The open wound of the Rabin assassination is not on its way to healing, that’s for sure. Some 85 percent of the public expects another assassination, said one poll; another says that somewhere between 10 and 20 percent of the public does not believe that Yigal Amir should be in jail. After all, as his brother explained, ‘Yigal stopped a criminal,’ so where’s the justice in keeping him locked up. And then there’s the odd manner in which the Rabin biography and his ‘legacy’ is taught in most schools: lots on Rabin’s role in the Palmah, and of course his stint as chief of staff for the Six Day War, but very little about his two terms as prime minister – the one that ended ignominiously in 1977 when he resigned from office over a then-illegal foreign bank account kept by his wife (enhancing accusations by the opposition parties, led by the Likud, that Labor was corrupt), and the one that ended even more ignominiously (for Israeli society at large) in his assassination by the Rightist-religious Amir. True, Rabin is credited for the peace with Jordan, but nobody wants to be reminded of Yasser Arafat, who shared a Nobel Peace Prize with Rabin and Shimon Peres a few weeks before the assassination, but who later bedeviled the peace process with his inability to change from a revolutionary father of his nation to the tedious gray politics of state and nation building.

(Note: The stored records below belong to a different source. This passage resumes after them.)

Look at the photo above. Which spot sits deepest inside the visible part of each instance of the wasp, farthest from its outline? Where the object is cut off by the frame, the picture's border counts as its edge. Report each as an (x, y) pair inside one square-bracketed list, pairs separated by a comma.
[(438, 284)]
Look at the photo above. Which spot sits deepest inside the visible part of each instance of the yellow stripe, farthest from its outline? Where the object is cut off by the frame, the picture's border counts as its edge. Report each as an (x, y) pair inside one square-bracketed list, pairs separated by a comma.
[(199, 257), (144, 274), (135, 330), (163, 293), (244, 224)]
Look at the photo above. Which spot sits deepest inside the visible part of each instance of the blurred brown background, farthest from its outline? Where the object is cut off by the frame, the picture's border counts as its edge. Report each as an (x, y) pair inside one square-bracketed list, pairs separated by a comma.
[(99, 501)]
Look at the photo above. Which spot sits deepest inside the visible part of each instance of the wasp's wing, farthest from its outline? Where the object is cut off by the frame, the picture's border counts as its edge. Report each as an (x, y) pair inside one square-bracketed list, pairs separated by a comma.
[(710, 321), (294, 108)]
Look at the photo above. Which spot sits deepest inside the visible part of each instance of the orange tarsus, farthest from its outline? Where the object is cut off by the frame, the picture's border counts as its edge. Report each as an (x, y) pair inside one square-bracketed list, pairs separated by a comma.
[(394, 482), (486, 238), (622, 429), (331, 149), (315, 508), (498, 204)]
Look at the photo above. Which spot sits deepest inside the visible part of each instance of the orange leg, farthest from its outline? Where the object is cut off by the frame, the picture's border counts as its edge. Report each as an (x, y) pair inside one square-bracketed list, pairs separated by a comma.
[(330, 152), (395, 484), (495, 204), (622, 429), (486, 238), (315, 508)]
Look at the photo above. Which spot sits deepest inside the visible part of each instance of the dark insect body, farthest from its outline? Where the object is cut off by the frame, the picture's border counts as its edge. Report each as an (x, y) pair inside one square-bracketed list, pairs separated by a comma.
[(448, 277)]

For at least the last five years, starting in the fall of 2000 with the outbreak of the Palestinian intifada and the massive Israeli use of force to put it down, Oslo, referring to the peace process – now called the political process – with the Palestinians, has been synonymous with failure and a naïve wrongheaded approach to the Israeli-Palestinian conflict. But today, in what sounded like one of his stalking horse speeches for Prime Minister Ariel Sharon, his deputy prime minister and chief ally in the Likud, Ehud Olmert struck a completely different pose as he spoke to a conference convened to mark the anniversary of the assassination. ‘From the distance of time and perspective, Yitzhak Rabin's Oslo Agreement brought on a process of disillusionment by the Israel public and the formation of a more realistic, sober and balanced perception of the moves Israel has to make,’ said Olmert, adding, ‘Oslo agreement had its weaknesses but it was also justified. There is no doubt that it forced Israeli society to self examination that lead to the conclusion that Israel must return to its correct borders and that it should be a Jewish and democratic state.’

True, Olmert went on to explain that part of the Rabin legacy was to make sure the Temple Mount remains in Israeli hands and that Jerusalem remain undivided, but like so much of the rhetoric that tries to depict Rabin as less dovish than his support for Oslo might reflect, Olmert’s comment freezes Rabin in time, as if nothing in this world changes requiring politicians to change.

Sharon, who more than most has proved that he understands history does not stand still and that a statesman can change his mind, is said to have wanted to attend the annual rally outside Tel Aviv City Hall, in what is now known as Rabin Plaza. Because of the disengagement from Gaza and the northern West Bank and Sharon’s continuing insistence that he wants to strike a deal with the Palestinians – if only they take responsibility for preventing terror attacks against Israelis -- the Rabin family was ready to invite Sharon. But the Shin Bet VIP Protection Unit so far has scotched that idea.